PyTorch Implementation for AAAI'21 "Do Response Selection Models Really Know What's Next? Utterance Manipulation Strategies for Multi-turn Response Selection"

Overview

UMS for Multi-turn Response Selection

PWC

Implements the model described in the following paper Do Response Selection Models Really Know What's Next?
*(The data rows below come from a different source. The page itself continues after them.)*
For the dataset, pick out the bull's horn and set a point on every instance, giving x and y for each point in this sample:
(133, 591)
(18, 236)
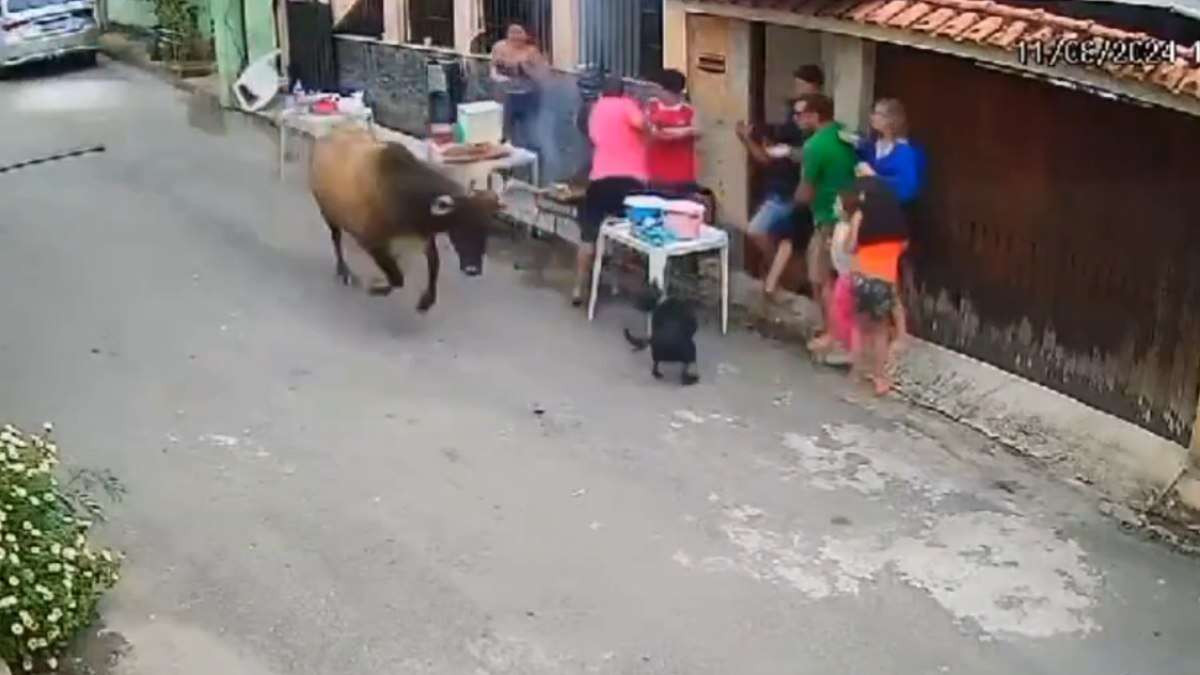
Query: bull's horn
(442, 205)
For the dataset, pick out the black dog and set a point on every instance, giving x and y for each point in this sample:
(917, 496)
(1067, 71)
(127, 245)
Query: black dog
(672, 333)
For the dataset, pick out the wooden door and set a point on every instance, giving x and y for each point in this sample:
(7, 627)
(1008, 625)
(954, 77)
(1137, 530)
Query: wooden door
(719, 65)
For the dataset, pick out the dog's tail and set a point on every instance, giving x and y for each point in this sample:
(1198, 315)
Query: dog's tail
(637, 342)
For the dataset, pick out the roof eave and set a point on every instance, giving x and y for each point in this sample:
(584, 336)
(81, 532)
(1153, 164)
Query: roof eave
(1093, 81)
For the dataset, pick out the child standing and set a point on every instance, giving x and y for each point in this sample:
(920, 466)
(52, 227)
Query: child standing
(671, 154)
(843, 327)
(881, 236)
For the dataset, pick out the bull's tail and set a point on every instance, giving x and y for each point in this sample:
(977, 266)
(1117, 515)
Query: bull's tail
(637, 342)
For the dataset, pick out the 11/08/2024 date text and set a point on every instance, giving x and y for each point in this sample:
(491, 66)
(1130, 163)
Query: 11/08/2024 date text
(1098, 52)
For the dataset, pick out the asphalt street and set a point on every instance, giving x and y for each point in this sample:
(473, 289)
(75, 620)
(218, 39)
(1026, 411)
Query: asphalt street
(324, 482)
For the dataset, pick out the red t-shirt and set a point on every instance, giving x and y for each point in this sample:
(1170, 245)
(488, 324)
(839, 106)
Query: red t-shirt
(671, 161)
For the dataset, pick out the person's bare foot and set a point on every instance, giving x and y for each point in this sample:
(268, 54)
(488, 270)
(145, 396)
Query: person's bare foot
(882, 384)
(821, 342)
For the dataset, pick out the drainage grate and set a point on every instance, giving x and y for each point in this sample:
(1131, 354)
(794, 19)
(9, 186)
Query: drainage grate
(54, 157)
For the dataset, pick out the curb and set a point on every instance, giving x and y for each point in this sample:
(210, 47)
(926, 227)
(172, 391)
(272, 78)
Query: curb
(118, 47)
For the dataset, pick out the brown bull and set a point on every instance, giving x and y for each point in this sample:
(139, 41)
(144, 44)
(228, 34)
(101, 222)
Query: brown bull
(383, 196)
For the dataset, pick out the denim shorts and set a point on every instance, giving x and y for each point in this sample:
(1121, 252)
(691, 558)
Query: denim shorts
(774, 217)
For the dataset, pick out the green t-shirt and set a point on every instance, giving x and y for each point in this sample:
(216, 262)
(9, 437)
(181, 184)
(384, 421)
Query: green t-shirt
(829, 167)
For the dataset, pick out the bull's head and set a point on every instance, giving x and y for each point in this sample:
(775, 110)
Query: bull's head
(471, 217)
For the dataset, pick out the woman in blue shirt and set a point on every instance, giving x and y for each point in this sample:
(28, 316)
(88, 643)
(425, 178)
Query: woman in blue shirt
(888, 154)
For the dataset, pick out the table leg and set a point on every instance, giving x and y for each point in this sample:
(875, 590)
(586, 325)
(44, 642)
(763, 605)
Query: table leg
(657, 267)
(725, 290)
(597, 263)
(283, 147)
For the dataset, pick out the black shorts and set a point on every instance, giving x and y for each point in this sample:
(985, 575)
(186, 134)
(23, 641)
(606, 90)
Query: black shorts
(604, 198)
(874, 298)
(802, 227)
(675, 190)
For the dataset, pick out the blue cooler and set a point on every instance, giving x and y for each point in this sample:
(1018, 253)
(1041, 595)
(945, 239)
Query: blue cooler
(641, 208)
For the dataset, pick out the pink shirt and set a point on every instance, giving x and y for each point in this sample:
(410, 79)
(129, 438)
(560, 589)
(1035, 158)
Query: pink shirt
(616, 130)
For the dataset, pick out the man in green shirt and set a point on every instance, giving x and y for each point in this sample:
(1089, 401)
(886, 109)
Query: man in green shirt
(828, 168)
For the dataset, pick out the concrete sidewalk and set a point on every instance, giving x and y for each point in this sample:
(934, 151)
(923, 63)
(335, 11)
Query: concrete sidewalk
(1146, 479)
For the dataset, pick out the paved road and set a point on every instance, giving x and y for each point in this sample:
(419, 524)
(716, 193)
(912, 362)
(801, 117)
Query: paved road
(322, 482)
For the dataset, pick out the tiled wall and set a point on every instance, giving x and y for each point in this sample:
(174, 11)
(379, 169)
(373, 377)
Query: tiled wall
(394, 81)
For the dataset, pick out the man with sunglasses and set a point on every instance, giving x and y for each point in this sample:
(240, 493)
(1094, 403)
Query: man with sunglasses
(777, 150)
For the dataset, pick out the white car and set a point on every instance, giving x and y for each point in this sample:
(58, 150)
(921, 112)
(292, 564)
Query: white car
(34, 30)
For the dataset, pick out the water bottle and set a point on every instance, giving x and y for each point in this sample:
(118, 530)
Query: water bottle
(297, 96)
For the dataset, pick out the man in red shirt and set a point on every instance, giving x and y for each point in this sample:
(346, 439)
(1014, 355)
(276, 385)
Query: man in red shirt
(671, 154)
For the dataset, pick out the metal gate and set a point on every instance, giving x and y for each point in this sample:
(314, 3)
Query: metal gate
(311, 58)
(431, 19)
(1056, 238)
(533, 15)
(622, 36)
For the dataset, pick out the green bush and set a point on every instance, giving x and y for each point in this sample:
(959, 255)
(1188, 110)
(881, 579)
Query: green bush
(49, 578)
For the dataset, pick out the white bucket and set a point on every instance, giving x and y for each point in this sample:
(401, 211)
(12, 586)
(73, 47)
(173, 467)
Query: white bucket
(684, 217)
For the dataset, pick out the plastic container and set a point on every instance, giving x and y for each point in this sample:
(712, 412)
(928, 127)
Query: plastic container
(442, 133)
(640, 208)
(483, 121)
(684, 217)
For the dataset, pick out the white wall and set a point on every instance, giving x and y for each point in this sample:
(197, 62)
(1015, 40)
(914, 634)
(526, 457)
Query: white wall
(850, 77)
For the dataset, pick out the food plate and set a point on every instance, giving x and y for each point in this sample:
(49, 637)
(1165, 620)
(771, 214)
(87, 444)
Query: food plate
(459, 154)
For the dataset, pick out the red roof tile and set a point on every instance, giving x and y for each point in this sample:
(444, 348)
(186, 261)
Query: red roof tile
(999, 25)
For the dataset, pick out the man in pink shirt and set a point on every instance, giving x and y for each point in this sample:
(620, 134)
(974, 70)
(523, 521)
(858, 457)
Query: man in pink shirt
(617, 130)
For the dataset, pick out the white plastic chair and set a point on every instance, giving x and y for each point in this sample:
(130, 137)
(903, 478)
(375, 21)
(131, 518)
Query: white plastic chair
(259, 82)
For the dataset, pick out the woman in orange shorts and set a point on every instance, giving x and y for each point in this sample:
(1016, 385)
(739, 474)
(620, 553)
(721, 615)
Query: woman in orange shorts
(881, 237)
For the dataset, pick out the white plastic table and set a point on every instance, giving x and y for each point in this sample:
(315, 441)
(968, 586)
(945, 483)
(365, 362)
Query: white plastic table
(622, 232)
(473, 174)
(316, 125)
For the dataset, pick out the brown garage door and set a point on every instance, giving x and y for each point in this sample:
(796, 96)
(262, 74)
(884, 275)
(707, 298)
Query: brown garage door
(1059, 238)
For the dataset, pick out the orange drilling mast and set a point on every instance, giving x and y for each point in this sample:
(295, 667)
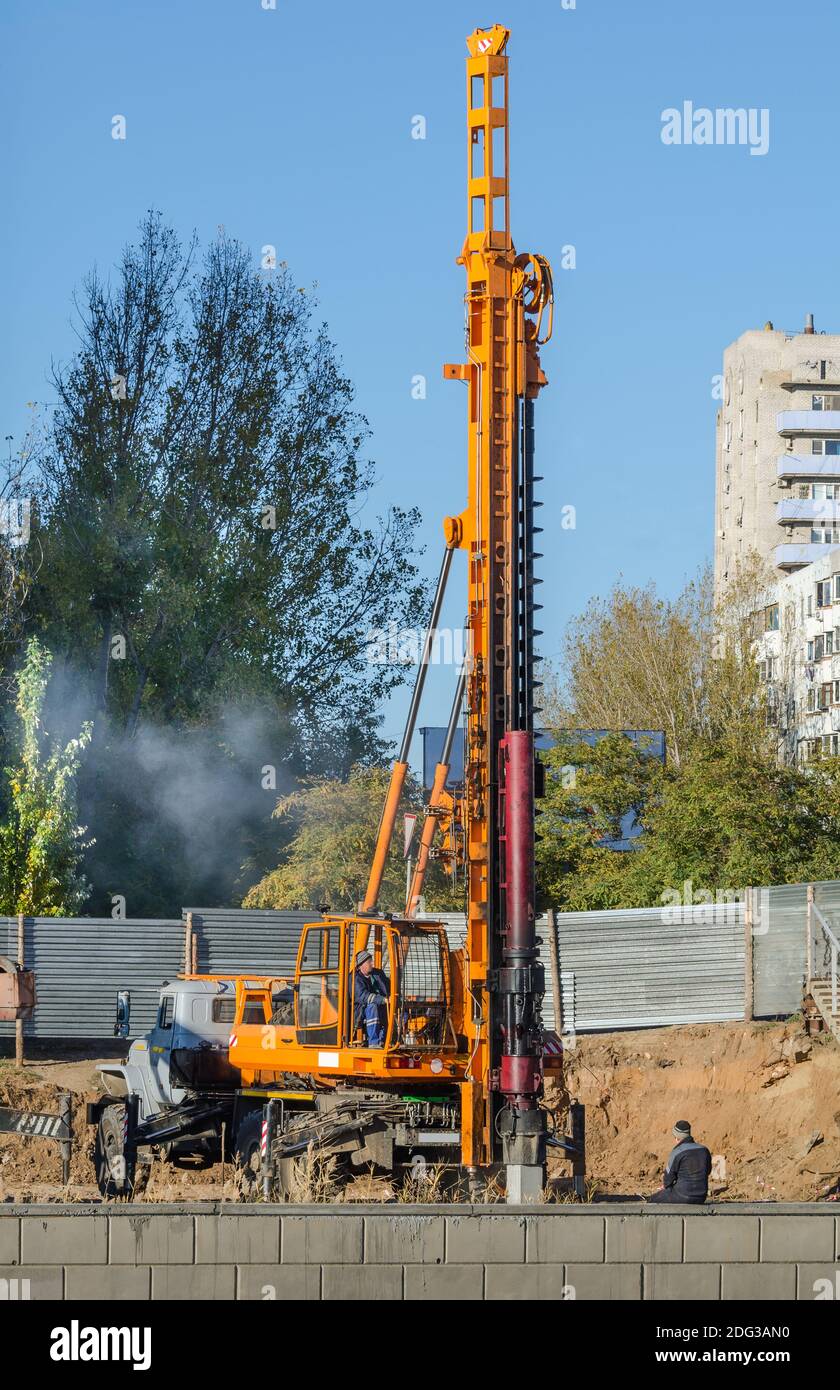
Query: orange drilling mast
(455, 1065)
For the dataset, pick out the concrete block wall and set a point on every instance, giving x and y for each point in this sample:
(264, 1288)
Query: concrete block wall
(626, 1251)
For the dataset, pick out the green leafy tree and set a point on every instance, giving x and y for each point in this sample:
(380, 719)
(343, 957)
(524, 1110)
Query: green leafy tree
(41, 840)
(331, 831)
(203, 487)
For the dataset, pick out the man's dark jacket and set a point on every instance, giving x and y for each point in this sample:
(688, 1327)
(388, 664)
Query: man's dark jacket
(687, 1171)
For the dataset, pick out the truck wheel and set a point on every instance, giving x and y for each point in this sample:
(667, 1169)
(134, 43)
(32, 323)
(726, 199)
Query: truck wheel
(113, 1175)
(246, 1153)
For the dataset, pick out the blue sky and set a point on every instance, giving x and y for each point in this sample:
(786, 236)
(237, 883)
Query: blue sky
(292, 127)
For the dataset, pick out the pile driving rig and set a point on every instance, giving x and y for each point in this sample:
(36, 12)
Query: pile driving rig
(455, 1073)
(465, 1051)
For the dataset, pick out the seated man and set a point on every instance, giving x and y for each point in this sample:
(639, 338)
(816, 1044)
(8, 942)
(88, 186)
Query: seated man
(687, 1171)
(370, 1000)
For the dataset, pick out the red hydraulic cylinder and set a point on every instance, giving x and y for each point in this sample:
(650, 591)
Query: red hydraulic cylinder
(522, 982)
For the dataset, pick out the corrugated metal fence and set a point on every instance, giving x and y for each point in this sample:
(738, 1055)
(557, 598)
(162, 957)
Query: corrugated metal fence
(634, 968)
(79, 965)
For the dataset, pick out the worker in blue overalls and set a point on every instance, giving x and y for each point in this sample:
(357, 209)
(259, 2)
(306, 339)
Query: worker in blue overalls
(370, 1000)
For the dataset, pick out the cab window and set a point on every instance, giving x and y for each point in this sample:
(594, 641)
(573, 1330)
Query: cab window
(224, 1009)
(316, 1000)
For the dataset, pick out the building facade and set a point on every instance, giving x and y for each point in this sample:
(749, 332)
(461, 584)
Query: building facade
(778, 451)
(798, 658)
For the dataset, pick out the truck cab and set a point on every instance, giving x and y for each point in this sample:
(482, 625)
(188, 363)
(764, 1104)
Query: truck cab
(185, 1051)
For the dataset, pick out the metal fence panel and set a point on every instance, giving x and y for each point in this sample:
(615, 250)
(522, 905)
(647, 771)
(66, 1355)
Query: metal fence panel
(640, 968)
(780, 943)
(79, 965)
(245, 941)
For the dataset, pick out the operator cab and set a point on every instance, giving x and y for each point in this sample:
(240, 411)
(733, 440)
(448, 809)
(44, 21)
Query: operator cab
(413, 961)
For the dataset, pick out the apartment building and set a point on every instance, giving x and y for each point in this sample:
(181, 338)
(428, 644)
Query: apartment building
(778, 449)
(798, 656)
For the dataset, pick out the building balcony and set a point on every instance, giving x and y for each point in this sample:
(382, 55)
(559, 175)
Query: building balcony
(808, 466)
(808, 421)
(807, 509)
(794, 556)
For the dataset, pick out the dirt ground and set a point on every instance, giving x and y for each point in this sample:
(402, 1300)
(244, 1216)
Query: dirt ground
(771, 1121)
(764, 1098)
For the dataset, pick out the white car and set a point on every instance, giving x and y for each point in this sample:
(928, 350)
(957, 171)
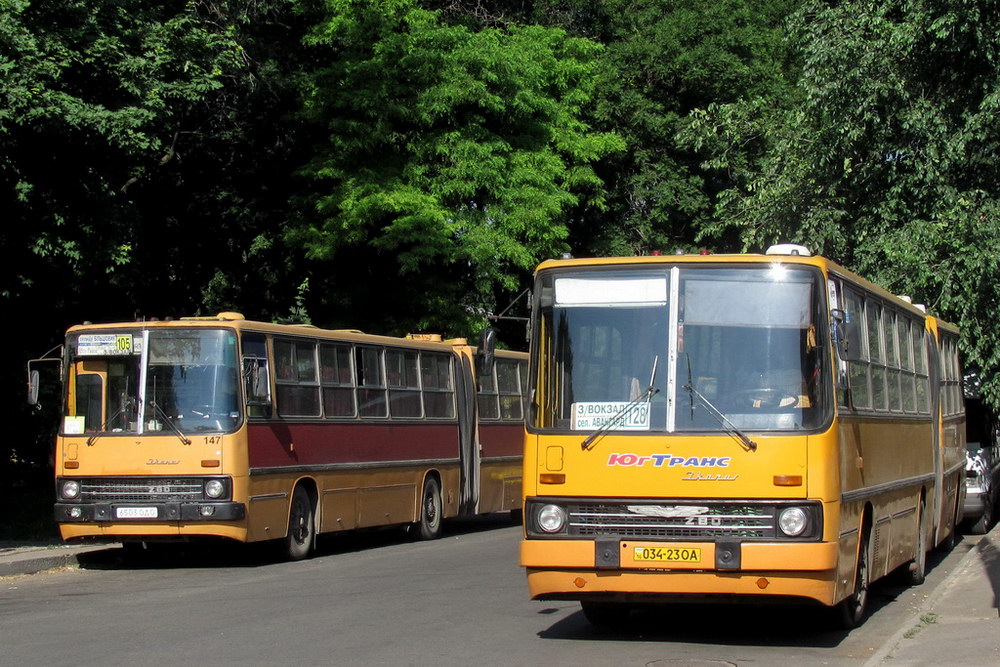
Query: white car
(982, 485)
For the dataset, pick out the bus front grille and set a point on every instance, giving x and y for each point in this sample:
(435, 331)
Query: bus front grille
(686, 521)
(141, 490)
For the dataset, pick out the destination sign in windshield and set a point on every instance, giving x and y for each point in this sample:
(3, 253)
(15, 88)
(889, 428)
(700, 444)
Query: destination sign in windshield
(611, 416)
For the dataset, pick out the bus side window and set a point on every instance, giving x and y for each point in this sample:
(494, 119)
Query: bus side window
(256, 377)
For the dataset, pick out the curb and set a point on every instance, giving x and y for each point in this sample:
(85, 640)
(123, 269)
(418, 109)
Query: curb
(892, 644)
(32, 562)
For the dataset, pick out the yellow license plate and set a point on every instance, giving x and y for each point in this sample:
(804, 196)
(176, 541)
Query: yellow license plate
(667, 554)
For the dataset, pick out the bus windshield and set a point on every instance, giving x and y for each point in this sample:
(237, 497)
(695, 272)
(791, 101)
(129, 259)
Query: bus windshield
(163, 380)
(684, 349)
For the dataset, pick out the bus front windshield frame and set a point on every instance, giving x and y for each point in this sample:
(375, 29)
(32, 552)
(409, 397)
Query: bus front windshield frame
(686, 348)
(157, 381)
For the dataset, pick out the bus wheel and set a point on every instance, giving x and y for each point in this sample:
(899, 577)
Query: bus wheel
(301, 527)
(429, 525)
(918, 566)
(607, 615)
(851, 610)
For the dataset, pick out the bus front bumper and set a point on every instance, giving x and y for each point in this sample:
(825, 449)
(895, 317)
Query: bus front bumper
(146, 512)
(573, 570)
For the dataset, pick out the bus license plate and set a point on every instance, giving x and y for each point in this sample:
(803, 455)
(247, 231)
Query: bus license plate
(667, 554)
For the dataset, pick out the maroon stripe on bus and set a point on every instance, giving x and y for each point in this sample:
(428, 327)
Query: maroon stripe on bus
(277, 444)
(501, 439)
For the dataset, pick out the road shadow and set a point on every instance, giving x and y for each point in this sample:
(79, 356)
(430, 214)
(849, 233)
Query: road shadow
(734, 622)
(988, 553)
(216, 553)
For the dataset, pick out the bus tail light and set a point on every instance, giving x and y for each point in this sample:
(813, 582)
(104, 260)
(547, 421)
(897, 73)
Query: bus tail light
(70, 489)
(215, 488)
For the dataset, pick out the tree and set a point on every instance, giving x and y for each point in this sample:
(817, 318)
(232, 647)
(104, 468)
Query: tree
(116, 128)
(888, 164)
(451, 157)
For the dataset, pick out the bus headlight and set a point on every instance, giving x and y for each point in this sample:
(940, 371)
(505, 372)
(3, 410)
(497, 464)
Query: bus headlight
(551, 518)
(214, 488)
(70, 489)
(793, 521)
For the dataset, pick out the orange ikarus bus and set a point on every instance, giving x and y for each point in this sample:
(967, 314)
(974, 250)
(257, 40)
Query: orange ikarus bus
(223, 427)
(733, 427)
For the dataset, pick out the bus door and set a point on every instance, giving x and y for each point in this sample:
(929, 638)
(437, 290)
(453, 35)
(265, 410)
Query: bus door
(465, 392)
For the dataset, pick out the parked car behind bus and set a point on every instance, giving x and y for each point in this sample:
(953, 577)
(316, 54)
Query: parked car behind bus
(982, 467)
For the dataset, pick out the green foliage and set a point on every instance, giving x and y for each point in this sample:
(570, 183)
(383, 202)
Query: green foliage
(887, 163)
(448, 149)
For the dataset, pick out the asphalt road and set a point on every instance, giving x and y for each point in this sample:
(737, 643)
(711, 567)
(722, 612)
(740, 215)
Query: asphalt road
(380, 599)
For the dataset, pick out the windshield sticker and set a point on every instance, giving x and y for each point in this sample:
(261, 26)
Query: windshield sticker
(668, 461)
(611, 416)
(108, 345)
(74, 425)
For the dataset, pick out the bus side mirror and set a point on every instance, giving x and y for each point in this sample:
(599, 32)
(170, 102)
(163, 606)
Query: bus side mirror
(32, 387)
(486, 355)
(846, 335)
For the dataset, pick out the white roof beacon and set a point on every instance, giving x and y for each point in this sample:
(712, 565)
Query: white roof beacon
(788, 249)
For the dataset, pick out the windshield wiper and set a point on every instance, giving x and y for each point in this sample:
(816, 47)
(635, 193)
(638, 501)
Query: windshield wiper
(123, 405)
(651, 390)
(169, 422)
(730, 427)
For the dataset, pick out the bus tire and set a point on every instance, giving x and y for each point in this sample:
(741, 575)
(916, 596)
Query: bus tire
(606, 615)
(429, 525)
(850, 612)
(301, 525)
(917, 569)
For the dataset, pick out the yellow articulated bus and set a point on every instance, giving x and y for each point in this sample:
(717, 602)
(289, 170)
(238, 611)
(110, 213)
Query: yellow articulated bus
(229, 428)
(729, 427)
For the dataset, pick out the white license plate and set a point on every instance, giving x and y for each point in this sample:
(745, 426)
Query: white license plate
(135, 512)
Utterance Manipulation Strategies for Multi-turn Response Selection.

@inproceedings{whang2021ums,
  title={Do Response Selection Models Really Know What's Next? Utterance Manipulation Strategies for Multi-turn Response Selection},
  author={Whang, Taesun and Lee, Dongyub and Oh, Dongsuk and Lee, Chanhee and Han, Kijong and Lee, Dong-hun and Lee, Saebyeok},
  booktitle={Proceedings of the AAAI Conference on Artificial Intelligence},
  year={2021}
}

This code is reimplemented as a fork of huggingface/transformers and taesunwhang/BERT-ResSel.

alt text

Setup and Dependencies

This code is implemented using PyTorch v1.6.0, and provides out of the box support with CUDA 10.1 and CuDNN 7.6.5.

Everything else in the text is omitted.